In general, the speed of light depends on the gravitational field as well as the where and what direction the beam of light is. The speed of light is not a simple scalar in a gravitational field, but rather a tensor! So if I am looking at the speed of light outside of the gravitational field it can appear as being slowed down. So you are right as long as I am measuring the speed of light from within the frame of reference of the gravitational field.

 

[MarSuper]

@Meir Achuz If what you say is true then permeability should change in the presence of a gravitational field. According to Einstein the value of Pi changes in space because the bending of space makes space non-Euclidean.

 

[Meir Achuz]

Pi is a mathematical number that can be defined by a definite integral or a power series. This number cannot be affected by a gravitational field.
If Einstein said anything, it was not that this number changed,

 

[MarSuper]

Pi is a mathematical number that can be defined by a definite integral or a power series. This number cannot be affected by a gravitational field.
If Einstein said anything, it was not that this number changed,

you can interpret this as you will.Einstein followed the line of reasoning that began with the "happiest thought" of his life. While still at the Swiss patent office, he conducted one of the famous thought-experiments. Einstein imagined a circle spinning in space. The center of the circle did not move, but its circumference was moving quickly in a circular direction. Einstein compared what happens in several reference frames, a standard tool he had used in developing the special theory of relativity. He concluded, using his special relativity, that the boundary of the disk contracted as it spun. There was a force acting on the circle at the boundary - the centrifugal force - and its action was analogous to that of a gravitational force. But the same contraction that affected the outer circle left the diameter unchanged. Thus, Einstein concluded, in a way that surprised even him, the ratio of the circle to the diameter was no longer pi. He deduced that in the presence of a gravitational force (or field), the geometry of space is non-Euclidean.

There you go, that is what Einstein's thoughts were on the subject.

 

[Meir Achuz]

Yes, Einstein wrote "the ratio of the circle to the diameter was no longer pi.".
That says that the ratio of the circumference to the diameter changed, but the number pi did not.

 

[electro-physics]

I noticed while reading else where on the internet that certain materials have a relative permeability for the material. I was wondering since permeability increases in ferromagnetic materials when an external magnetic field is applied I was wondering if that was also true for free space.
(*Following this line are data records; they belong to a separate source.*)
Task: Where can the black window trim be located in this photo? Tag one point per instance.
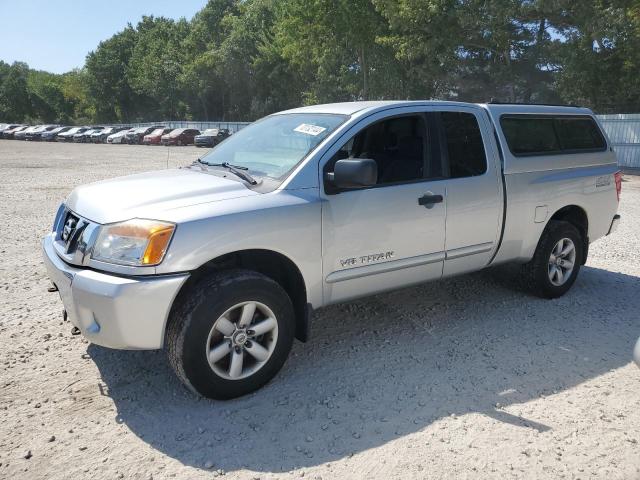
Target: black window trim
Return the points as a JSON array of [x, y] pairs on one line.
[[561, 151], [444, 149], [428, 151]]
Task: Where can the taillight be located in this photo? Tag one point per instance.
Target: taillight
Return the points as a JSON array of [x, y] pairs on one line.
[[618, 179]]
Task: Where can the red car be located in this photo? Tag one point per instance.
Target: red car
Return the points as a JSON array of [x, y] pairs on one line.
[[154, 137], [180, 136]]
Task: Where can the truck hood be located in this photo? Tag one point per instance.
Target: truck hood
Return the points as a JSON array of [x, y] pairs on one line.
[[151, 194]]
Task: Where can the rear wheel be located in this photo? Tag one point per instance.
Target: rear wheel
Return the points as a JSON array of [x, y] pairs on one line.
[[556, 262], [231, 334]]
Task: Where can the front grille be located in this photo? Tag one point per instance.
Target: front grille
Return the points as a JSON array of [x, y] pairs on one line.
[[75, 236]]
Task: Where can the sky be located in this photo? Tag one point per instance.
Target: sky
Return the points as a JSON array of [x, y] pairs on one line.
[[56, 35]]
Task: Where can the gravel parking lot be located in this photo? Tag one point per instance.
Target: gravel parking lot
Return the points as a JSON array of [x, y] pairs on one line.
[[465, 378]]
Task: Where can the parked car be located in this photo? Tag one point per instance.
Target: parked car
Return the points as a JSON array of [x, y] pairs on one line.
[[135, 137], [119, 137], [180, 136], [85, 136], [211, 137], [50, 135], [36, 134], [68, 135], [246, 242], [7, 126], [22, 134], [101, 135], [9, 133], [154, 137]]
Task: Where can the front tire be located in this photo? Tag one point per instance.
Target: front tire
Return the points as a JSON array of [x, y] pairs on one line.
[[556, 262], [230, 334]]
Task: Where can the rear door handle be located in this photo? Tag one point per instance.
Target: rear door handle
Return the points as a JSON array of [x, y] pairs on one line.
[[429, 200]]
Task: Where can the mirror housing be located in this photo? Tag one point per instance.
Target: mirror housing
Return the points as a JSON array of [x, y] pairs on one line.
[[354, 173]]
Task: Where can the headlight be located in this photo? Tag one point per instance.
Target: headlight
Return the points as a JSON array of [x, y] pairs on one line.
[[134, 242]]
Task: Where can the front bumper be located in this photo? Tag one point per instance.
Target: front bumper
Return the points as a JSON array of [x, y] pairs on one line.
[[112, 311]]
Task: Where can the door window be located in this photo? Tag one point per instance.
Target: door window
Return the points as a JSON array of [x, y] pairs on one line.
[[398, 146]]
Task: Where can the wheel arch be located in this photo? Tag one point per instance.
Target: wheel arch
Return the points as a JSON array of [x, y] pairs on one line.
[[270, 263], [576, 216]]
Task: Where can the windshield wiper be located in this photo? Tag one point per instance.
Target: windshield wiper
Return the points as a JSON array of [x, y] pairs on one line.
[[237, 170]]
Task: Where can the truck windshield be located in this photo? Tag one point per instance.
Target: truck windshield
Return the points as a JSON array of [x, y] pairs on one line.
[[273, 146]]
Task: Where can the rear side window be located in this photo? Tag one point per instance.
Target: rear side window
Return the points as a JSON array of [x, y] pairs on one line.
[[464, 146], [551, 135]]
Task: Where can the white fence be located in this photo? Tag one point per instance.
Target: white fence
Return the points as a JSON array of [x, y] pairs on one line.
[[624, 132]]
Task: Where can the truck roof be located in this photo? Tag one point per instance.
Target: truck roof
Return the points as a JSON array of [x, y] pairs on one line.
[[350, 108]]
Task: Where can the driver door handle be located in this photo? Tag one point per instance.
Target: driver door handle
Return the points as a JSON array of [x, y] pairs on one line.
[[429, 200]]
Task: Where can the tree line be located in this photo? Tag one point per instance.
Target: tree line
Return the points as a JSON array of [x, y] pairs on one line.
[[238, 60]]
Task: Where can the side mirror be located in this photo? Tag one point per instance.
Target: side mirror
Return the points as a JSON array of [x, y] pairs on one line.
[[354, 173]]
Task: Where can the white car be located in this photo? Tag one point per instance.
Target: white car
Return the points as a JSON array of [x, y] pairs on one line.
[[119, 137]]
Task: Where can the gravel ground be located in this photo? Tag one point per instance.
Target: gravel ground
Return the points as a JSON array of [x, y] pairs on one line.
[[464, 378]]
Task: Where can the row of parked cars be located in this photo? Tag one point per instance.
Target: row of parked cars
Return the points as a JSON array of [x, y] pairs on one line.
[[155, 135]]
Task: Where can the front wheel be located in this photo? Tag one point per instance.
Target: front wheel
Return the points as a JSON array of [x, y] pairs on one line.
[[230, 334], [556, 262]]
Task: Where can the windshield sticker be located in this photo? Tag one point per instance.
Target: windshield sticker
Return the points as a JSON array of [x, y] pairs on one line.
[[309, 129]]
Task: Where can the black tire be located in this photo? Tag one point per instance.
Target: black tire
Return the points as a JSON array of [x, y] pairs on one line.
[[194, 315], [536, 273]]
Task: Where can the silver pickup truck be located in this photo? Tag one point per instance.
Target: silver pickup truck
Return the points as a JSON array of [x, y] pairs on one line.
[[222, 262]]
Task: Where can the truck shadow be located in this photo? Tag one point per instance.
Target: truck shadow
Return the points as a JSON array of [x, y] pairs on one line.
[[385, 367]]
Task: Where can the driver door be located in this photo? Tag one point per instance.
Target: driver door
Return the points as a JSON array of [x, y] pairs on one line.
[[392, 234]]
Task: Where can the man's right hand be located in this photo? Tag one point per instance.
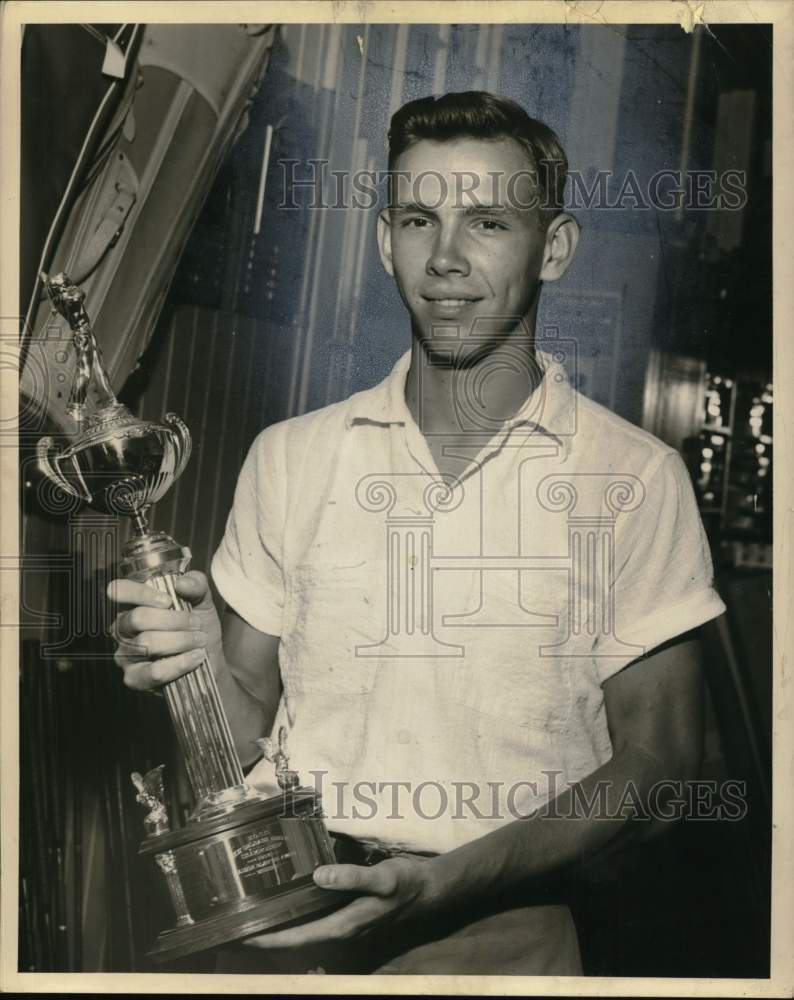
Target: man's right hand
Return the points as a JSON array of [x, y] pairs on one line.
[[156, 644]]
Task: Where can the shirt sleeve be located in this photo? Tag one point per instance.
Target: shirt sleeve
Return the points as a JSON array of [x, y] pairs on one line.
[[247, 568], [662, 582]]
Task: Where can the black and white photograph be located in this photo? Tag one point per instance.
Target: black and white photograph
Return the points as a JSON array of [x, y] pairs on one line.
[[394, 585]]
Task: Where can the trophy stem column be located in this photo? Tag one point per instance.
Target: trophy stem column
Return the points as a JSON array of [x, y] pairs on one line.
[[211, 761]]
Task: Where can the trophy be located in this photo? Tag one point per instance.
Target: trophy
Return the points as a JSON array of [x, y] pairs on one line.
[[243, 862]]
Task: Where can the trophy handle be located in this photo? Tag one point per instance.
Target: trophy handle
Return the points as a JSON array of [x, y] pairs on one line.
[[45, 450], [182, 440]]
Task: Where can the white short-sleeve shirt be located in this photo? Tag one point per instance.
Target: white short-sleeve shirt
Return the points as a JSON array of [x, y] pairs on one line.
[[444, 643]]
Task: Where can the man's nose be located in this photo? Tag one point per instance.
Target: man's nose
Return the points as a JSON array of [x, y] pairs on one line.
[[448, 254]]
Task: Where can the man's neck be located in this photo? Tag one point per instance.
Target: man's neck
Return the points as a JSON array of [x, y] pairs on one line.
[[447, 399]]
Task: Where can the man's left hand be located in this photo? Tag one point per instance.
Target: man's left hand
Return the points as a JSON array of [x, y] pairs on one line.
[[390, 890]]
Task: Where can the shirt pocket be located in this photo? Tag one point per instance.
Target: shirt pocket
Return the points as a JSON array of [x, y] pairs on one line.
[[518, 674], [329, 613]]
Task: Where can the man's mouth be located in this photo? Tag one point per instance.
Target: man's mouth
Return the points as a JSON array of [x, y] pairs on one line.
[[450, 300]]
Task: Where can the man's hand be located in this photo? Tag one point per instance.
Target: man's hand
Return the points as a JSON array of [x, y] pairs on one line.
[[156, 644], [396, 888]]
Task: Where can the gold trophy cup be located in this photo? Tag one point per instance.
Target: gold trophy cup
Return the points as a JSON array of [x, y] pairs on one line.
[[243, 862]]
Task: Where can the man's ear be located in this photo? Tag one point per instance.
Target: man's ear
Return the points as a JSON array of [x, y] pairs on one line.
[[384, 240], [562, 237]]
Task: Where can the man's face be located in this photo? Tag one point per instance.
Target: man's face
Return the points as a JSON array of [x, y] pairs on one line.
[[457, 240]]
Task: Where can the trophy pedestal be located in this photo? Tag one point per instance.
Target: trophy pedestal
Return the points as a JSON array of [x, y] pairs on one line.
[[242, 863], [244, 872]]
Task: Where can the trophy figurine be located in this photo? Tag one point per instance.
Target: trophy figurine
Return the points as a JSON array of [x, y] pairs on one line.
[[243, 862]]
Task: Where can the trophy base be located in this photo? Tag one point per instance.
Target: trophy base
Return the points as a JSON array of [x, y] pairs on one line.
[[252, 917], [243, 872]]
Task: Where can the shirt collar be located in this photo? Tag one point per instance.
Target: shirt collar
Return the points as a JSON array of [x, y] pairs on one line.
[[549, 410]]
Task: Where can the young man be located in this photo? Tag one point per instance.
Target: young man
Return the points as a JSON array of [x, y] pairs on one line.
[[516, 641]]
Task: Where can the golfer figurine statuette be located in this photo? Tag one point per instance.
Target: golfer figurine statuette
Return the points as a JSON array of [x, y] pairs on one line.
[[243, 862]]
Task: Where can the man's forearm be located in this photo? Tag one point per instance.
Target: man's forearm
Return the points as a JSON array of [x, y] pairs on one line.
[[529, 851]]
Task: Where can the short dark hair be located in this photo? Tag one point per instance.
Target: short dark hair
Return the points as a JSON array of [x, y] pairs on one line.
[[477, 114]]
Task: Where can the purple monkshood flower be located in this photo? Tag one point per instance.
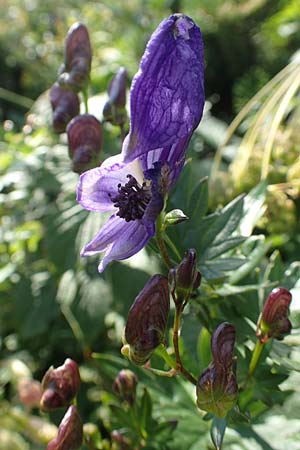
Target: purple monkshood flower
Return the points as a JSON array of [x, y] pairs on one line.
[[166, 103]]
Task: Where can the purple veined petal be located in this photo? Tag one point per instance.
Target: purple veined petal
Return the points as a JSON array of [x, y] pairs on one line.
[[167, 94], [110, 231], [131, 239], [174, 155], [97, 186]]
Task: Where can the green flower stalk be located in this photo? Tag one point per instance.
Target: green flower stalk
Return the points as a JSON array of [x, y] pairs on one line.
[[125, 385], [185, 277], [147, 320]]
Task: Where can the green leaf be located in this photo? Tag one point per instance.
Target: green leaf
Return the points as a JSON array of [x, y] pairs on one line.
[[254, 208], [174, 217]]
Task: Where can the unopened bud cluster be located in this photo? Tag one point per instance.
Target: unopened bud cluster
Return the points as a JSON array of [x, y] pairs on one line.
[[125, 385], [114, 109], [147, 320], [217, 388], [273, 321], [60, 387], [185, 278], [84, 131]]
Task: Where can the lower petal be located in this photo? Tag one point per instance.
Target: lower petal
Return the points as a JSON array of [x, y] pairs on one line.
[[133, 237], [97, 186]]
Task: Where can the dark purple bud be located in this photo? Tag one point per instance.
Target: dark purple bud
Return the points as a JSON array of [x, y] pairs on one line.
[[30, 392], [167, 93], [114, 109], [75, 72], [60, 386], [147, 320], [217, 388], [84, 141], [185, 277], [65, 105], [117, 88], [70, 433], [273, 321], [125, 385]]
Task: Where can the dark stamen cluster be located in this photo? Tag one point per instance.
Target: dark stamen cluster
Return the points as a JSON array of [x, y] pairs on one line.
[[132, 199]]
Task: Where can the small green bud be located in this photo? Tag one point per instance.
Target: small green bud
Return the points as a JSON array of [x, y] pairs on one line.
[[70, 432], [174, 217], [185, 277], [65, 105], [60, 386]]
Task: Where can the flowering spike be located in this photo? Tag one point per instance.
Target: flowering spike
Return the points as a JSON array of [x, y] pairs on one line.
[[217, 387], [65, 105], [70, 432], [125, 385], [60, 385], [167, 99], [167, 93], [273, 321], [147, 320], [75, 71], [84, 140], [185, 277]]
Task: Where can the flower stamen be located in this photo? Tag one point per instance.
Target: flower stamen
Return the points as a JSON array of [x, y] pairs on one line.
[[132, 199]]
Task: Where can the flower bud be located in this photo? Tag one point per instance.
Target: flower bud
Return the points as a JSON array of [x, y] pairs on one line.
[[273, 321], [217, 388], [125, 385], [185, 277], [60, 385], [30, 392], [70, 434], [65, 105], [84, 140], [147, 320], [75, 72]]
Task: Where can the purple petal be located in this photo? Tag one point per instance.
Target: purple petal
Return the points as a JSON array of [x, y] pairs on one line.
[[131, 239], [167, 94], [110, 231], [97, 186], [174, 155]]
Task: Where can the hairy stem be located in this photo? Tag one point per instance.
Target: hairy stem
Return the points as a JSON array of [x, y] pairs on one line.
[[176, 328], [160, 241], [255, 357]]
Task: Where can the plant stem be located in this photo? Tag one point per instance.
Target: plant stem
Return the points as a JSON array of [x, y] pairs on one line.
[[172, 246], [176, 328], [160, 241], [162, 352], [255, 357]]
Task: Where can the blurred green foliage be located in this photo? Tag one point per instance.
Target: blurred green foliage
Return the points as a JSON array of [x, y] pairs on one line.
[[55, 305]]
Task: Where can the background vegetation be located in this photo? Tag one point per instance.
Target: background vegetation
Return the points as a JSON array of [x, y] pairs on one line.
[[55, 305]]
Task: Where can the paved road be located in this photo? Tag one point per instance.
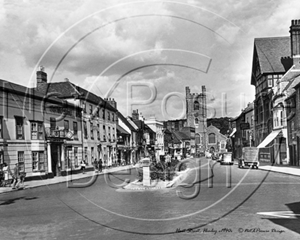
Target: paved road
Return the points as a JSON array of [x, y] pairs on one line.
[[226, 206]]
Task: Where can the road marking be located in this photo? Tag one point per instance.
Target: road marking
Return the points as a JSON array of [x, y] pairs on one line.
[[281, 214]]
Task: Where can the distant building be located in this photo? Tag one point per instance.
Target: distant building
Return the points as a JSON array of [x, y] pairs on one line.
[[270, 63], [216, 140], [157, 127], [196, 116]]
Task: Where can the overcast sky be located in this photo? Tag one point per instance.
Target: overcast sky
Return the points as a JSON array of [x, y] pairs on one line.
[[143, 53]]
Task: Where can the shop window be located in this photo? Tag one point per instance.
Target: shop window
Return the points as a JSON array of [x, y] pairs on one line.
[[85, 130], [92, 130], [38, 161], [211, 138], [76, 156], [75, 130], [37, 131], [19, 127], [91, 109], [98, 131], [66, 125], [196, 105]]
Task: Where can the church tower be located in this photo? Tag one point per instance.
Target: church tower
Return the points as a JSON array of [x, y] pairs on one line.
[[196, 116]]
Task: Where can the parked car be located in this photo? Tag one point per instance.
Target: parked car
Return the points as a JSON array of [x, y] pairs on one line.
[[226, 158], [249, 157]]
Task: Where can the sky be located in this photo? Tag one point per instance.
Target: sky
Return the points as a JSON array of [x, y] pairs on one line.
[[143, 53]]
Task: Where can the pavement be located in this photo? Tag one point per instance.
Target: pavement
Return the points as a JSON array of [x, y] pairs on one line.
[[290, 170], [61, 179]]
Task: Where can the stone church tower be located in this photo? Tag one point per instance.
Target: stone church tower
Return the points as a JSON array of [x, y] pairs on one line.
[[196, 116]]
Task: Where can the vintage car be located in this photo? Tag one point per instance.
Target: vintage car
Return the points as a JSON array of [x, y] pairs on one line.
[[249, 157], [226, 158]]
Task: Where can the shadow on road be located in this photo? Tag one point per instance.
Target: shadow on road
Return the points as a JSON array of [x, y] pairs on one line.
[[290, 220], [11, 201]]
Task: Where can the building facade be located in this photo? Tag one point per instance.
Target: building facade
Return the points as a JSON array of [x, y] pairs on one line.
[[196, 116]]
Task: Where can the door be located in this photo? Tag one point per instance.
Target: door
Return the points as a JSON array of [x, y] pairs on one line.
[[55, 158]]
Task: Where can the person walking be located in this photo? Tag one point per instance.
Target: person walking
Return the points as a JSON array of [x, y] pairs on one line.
[[16, 177], [6, 172], [83, 165], [100, 165]]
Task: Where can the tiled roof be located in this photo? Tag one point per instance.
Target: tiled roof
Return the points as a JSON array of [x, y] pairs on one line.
[[181, 135], [270, 51], [69, 90], [292, 77], [13, 87], [125, 121]]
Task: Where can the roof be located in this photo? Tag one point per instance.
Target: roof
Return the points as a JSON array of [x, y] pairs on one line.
[[122, 130], [30, 92], [270, 52], [70, 90], [292, 77]]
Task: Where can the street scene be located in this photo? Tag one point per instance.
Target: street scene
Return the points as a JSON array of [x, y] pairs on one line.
[[149, 120]]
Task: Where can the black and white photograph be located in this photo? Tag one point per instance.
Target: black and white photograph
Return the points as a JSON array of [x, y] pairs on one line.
[[149, 119]]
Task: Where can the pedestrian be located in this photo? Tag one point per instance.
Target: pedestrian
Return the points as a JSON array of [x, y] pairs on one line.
[[83, 165], [96, 165], [22, 179], [16, 177], [100, 165], [6, 172]]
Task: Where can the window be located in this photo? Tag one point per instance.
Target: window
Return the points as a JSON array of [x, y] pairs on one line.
[[92, 130], [75, 130], [21, 161], [19, 128], [85, 155], [66, 125], [1, 128], [52, 123], [1, 157], [76, 156], [92, 154], [36, 131], [38, 161], [196, 105], [91, 109], [85, 130], [108, 133], [98, 132], [104, 134], [197, 139], [84, 107], [211, 138]]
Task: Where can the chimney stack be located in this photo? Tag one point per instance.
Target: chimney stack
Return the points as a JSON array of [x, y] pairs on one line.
[[135, 114], [112, 102], [295, 41], [41, 77]]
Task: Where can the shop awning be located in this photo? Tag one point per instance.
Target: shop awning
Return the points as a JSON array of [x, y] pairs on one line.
[[233, 132], [269, 138]]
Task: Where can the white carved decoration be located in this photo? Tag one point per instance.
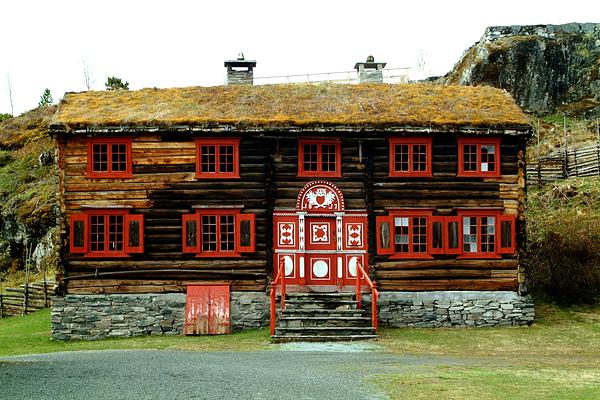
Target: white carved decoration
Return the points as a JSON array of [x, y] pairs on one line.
[[320, 268], [319, 233], [288, 264], [352, 266], [354, 235], [287, 232]]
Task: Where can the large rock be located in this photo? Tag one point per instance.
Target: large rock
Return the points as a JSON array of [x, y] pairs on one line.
[[545, 67]]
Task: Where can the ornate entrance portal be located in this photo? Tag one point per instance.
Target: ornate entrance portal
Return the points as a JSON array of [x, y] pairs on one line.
[[320, 242]]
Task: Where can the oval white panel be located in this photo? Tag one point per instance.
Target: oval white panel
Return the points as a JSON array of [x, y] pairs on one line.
[[320, 269], [288, 264], [352, 266]]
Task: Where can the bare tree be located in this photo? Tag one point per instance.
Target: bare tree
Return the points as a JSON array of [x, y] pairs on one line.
[[87, 75], [9, 89]]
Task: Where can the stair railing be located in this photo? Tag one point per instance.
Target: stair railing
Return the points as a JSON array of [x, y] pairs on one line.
[[360, 274], [279, 277]]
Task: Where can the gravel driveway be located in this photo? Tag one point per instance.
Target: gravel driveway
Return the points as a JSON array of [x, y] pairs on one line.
[[151, 374]]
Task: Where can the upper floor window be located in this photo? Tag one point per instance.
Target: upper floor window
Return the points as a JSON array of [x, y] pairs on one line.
[[106, 233], [218, 233], [218, 158], [470, 234], [479, 157], [410, 156], [319, 158], [109, 158]]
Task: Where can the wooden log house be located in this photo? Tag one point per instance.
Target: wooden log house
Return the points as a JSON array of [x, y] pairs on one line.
[[200, 196]]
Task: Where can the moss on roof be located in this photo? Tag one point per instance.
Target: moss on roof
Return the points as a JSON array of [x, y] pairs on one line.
[[304, 105]]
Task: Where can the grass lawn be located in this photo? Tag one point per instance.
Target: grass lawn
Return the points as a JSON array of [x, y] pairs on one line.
[[556, 358]]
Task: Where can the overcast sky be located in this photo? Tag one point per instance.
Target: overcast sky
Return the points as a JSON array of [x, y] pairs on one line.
[[44, 44]]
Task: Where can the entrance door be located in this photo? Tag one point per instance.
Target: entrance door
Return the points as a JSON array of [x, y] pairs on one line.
[[321, 244]]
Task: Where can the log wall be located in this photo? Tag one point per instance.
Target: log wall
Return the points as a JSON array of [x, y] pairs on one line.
[[164, 187]]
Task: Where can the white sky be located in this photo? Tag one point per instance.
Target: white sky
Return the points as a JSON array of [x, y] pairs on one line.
[[184, 43]]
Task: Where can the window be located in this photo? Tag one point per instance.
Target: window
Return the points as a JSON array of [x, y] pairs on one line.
[[109, 158], [478, 157], [319, 158], [218, 233], [106, 233], [410, 157], [470, 234], [217, 158]]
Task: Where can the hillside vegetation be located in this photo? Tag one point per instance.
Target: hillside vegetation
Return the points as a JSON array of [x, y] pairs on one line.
[[28, 192]]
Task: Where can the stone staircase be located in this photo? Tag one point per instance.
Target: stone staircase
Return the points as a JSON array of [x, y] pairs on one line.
[[322, 317]]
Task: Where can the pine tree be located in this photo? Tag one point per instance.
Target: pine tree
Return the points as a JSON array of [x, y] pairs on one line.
[[45, 99], [114, 83]]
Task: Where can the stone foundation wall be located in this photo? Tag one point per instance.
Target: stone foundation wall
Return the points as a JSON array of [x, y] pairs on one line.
[[91, 317], [454, 308]]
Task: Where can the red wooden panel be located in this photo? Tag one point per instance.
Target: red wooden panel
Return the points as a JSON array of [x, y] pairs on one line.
[[207, 310]]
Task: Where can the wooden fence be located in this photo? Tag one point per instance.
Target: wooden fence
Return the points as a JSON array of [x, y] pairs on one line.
[[576, 161], [26, 298]]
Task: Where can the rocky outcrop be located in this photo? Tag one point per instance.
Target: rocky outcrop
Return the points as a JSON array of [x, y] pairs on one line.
[[544, 67]]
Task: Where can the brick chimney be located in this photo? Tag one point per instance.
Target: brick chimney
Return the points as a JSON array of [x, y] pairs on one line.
[[370, 71], [239, 72]]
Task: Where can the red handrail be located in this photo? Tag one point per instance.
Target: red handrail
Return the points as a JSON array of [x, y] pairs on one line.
[[374, 293], [273, 294]]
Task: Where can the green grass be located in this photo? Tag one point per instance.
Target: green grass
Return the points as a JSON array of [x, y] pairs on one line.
[[31, 335], [558, 357]]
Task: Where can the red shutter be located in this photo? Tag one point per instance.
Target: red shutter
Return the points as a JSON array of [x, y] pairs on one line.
[[385, 235], [453, 235], [245, 240], [506, 234], [134, 233], [190, 230], [438, 235], [78, 233]]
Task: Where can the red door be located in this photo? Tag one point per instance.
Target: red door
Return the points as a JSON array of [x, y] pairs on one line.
[[321, 265], [207, 310]]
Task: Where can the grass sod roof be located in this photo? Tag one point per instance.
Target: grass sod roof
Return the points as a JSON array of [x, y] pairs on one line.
[[294, 105]]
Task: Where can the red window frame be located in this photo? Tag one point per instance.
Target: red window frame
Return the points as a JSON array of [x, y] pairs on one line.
[[302, 172], [410, 214], [238, 244], [410, 142], [478, 143], [86, 218], [110, 172], [447, 222], [217, 143]]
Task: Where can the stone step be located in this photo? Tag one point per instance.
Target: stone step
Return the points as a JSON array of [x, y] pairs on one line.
[[316, 338], [299, 322], [325, 331]]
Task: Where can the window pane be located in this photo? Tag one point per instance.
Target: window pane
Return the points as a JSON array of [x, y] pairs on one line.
[[226, 159], [506, 234], [470, 234], [328, 157], [310, 157], [401, 158], [100, 157], [488, 158], [488, 234], [119, 157], [453, 235], [115, 232], [470, 157], [227, 238], [97, 233], [401, 234], [208, 160], [419, 157], [419, 235], [438, 233], [209, 233]]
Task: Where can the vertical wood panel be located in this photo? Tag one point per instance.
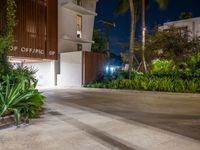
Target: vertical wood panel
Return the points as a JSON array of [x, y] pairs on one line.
[[52, 28], [36, 30]]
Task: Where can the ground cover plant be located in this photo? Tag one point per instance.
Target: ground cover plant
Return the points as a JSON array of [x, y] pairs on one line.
[[18, 93], [164, 75]]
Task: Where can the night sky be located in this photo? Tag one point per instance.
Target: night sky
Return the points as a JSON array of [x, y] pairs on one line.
[[154, 16]]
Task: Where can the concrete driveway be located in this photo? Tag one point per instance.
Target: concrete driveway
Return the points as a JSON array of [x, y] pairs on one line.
[[89, 119]]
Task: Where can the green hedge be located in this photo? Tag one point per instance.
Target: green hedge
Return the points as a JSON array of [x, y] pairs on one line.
[[152, 84]]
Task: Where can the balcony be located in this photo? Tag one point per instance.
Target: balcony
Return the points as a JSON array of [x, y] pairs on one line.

With out going in deep details permeability is basically flux density per magnetizing force. When we wind some piece of wire around a ferrite core and apply high frequency switching on it it generates magnetic flux. This flux increases with increase in applied conditions like volt-second. The ease of passing flux is represented by permeability and more correctly relative permeability as we are considering core material to air or vacuum. When whole piece of core has maximum limit of flux passage then it starts passing through air i.e. outside the core. But we know that an air coil has very small impedance so the transistor that was switching this coil on ferrite core may very soon come to destruction. When flux starts passing through air the previous almost linear relation of flux density to magnetizing force which represents its permeability does not held same as core gets saturated.